The Bodies Of A California Couple Were Found On Their Tijuana Property And Now Police Have Uncovered Two More

Last week a California couple was reported missing by their family in Garden Grove – a suburb of Los Angeles. The couple had traveled to Tijuana (where they were originally from) to collect the rent from the tenant who was living on their property. Unfortunately, they never returned home.

With the ever increasing violence in Tijuana, their family feared the worse and a few days later was confirmed when police located their bodies. However, the story continues to develop as a total of three more bodies have been found on their property.

Investigators say that two more bodies (for a total of 5) have been discovered on a Tijuana property where a California couple disappeared.

Credit: Fiscalía General / Baja California

Jesus Ruben Lopez Guillen, 70, and his wife Maria Teresa Lopez, 65, of Garden Grove, a couple with dual U.S.-Mexico citizenship, vanished on January 10 after they crossed the border to collect more than $6,700 in rent from tenants of two houses they owned in Tijuana. Their bodies turned up in one of the houses, the San Diego Union-Tribune reported, citing Mexican investigators.

The attorney general’s office for the state of Baja California, just south of San Diego, said late Saturday the second set of bodies – one male and the other female – are in a state of advanced decomposition. All four bodies were covered in lime when they were found by investigators.

The story started when the couple traveled to Tijuana to collect rent on properties they owned – and then never returned to California.

Credit: Garden Grove Police Department

When the couple failed to return home the next day, their daughter, Norma Lopez, reported the couple missing.

Garden Grove police opened a missing person case after the Guilléns were reported missing. Garden Grove police Lt. Carl Whitney said their daughter had been tracking her parents though the Find My iPhone app, which last showed the couple at their property in the Colonia Obrero neighborhood south of downtown Tijuana, about four miles from the U.S.-Mexico border. Then the phone went dead, and she could not track them anymore, Whitney said.

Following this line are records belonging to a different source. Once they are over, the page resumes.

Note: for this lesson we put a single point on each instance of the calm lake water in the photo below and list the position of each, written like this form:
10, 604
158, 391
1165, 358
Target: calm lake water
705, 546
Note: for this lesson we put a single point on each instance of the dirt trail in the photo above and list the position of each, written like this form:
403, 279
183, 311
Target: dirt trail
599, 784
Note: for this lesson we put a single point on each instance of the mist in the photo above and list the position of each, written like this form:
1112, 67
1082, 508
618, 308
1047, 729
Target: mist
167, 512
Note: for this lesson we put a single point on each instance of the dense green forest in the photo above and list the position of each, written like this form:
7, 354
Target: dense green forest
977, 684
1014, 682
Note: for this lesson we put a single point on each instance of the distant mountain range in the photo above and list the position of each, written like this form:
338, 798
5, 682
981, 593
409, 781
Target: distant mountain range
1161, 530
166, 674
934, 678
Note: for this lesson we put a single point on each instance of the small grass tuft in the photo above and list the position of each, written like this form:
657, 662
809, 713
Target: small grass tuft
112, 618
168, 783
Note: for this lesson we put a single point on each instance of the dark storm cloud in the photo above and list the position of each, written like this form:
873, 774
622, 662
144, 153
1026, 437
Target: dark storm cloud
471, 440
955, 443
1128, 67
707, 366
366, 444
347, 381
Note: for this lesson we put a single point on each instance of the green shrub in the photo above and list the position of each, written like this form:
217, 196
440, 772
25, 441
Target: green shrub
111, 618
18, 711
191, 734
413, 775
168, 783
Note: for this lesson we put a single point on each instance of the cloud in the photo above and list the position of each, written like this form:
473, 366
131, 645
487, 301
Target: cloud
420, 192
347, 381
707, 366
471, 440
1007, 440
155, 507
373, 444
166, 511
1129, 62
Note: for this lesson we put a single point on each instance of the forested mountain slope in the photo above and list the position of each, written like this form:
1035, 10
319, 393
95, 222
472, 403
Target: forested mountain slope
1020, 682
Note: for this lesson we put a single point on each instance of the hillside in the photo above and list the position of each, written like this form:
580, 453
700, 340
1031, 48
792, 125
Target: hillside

Police have since arrested their son-in-law in connection with the murders.

The man accused of killing the couple, their son-in-law, was ordered by a judge to remain in police custody while the state’s prosector’s office continues to gather evidence. According to authorities, they likely have enough evidence to charge him the murders of each of the victims found on the two properties.

Authorities suspect the man killed his in-laws in a dispute over money. They say he confessed to burying them on one of their properties, where he lived.

The judge during the hearing Sunday ruled Santiago will remain in jail under “forced disappearance” charges.

A “forced disappearance” charge is not as serious as a homicide charge, but it is still a felony in Mexico. It means the man is accused of trying to make the couple disappear. The charge can be used in cases of living or deceased victims. The man also was accused of something similar to obstruction of justice, for allegedly misleading investigators and refusing to assist in the investigation.

Prosecutors said investigators have obtained cell phone records, text messages and video camera footage of the defendant and of the victims’ truck — evidence prosecutors said contradicted his statements to police.